マリンフォード全体に響き渡るような声がすると同時に、空気が一瞬にして様変わりした。処刑執行人が泡を吹いて倒れたかと思うと、それにとどまらず何人もの海兵や海賊が倒れた。ヒューはその光景を処刑台の上から静かに見ていた。ヒューと対峙していたガープは驚きの言葉を口にする。

 

「やはり持って生まれたか......。」

「覇王色か......あんなガキがなァ。」

 

ヒューは笑みを浮かべて麦わら帽子の少年を見る。ガープもまた振り上げていた拳を下ろし、ヒューと同じ場所を見た。

 

「虎狼、貴様を殴るのは一旦お預けじゃ。ワシにはやることができた。」

「ダハハハハッ、いつでも歓迎だァ!」

 

笑うヒューを無視し、冷静にルフィの方を睨みつけながらガープは拳を握る。そして何かを決心したようにその場を離れた。

 

「最後の説教じゃ......覚悟せいルフィ!」

「待てガープ!」

 

センゴクがガープの行動を予測してか、制止する。しかしガープは止まらなかった。

 

白ひげ海賊団もルフィが起こした今の光景に驚いていた。海兵と戦うのをやめてルフィの方を見る。

 

「グララララ。

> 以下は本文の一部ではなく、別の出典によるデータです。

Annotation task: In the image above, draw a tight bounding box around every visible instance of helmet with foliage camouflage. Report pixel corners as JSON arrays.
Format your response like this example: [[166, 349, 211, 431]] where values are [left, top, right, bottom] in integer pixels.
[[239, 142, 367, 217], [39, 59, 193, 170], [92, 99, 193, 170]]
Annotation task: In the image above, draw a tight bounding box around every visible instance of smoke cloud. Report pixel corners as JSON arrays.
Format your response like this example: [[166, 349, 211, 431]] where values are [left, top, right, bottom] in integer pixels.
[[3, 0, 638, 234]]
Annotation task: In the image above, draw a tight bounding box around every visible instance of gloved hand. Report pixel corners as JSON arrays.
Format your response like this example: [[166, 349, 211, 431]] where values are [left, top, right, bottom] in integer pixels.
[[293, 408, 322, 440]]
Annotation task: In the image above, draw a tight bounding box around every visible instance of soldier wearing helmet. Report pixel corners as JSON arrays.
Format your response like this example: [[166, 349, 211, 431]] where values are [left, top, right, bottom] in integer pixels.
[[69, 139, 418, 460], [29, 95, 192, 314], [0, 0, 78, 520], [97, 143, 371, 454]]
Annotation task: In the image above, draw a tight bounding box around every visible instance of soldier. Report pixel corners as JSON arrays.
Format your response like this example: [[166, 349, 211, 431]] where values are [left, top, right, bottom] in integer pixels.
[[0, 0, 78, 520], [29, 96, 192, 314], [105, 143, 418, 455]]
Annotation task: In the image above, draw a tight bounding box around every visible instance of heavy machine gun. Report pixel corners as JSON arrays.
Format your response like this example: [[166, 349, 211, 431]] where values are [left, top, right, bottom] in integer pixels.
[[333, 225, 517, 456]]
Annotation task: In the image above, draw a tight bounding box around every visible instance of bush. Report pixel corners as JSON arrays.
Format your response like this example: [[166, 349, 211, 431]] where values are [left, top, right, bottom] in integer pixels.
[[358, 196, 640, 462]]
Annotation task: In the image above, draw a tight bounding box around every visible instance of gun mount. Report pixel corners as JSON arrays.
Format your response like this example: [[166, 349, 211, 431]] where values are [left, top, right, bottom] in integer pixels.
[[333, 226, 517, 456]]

」

「マジかよい!?エースの弟...!」

「オヤジと同じ覇王色の覇気を?!」

 

白ひげ傘下の海賊団と戦う海軍将校や王下七武海までもがルフィの力に言葉を失っていた。

 

「これはマズイねェ〜。」

「オイオイ、マジか。」

「フッフッフ......面白くなって来たぜ...」

「流石はわらわのルフィ......♡」

 

エースが処刑されるのを見て焦った麦わらのルフィは無意識の内に覇王色の覇気を覚醒させていた。そのため処刑が行われなかったことを幸運にしか思っておらず、ルフィは周りで起こった事を気にすることなく処刑台に向かって駆け出していた。そして、ルフィの後ろにはエンポリオ・イワンコフとその配下であろうサングラスを掛けた男が走っていた。

 

「イナズマ!麦わらボーイの援護をおし!......それにしてもヴァなた、いつの間に覇王色の覇気を?」

 

イワンコフは革命軍の上司であるドラゴンの息子のルフィが覇王色の覇気を扱えることに何ら不思議はなかったが、それでも自覚することなくこれほどの覇気は数百万人に一人と言っても過言ではないことに驚いていた。もし、自在に制御できたなら彼はさらに高みへ登るだろうとも確信した。

 

 ルフィは走りながらイワンコフの言葉に返事をする。

 

「何言ってんだイワちゃん?ハム食?ハム好きだぞ俺!」

「そうそう、ハム美味しいッチャブルわよね......って、誰がハムの話をするかァ!」

 

イワンコフのノリツッコミが炸裂する中、ルフィの前にイナズマが躍り出て地面をハサミ状にした手で切って行く。これがイナズマの能力、チョキチョキの実の能力である。紙のようにペラペラとした石畳がまるで蛇のように動き始めて間も無く処刑台までの橋を作り上げた。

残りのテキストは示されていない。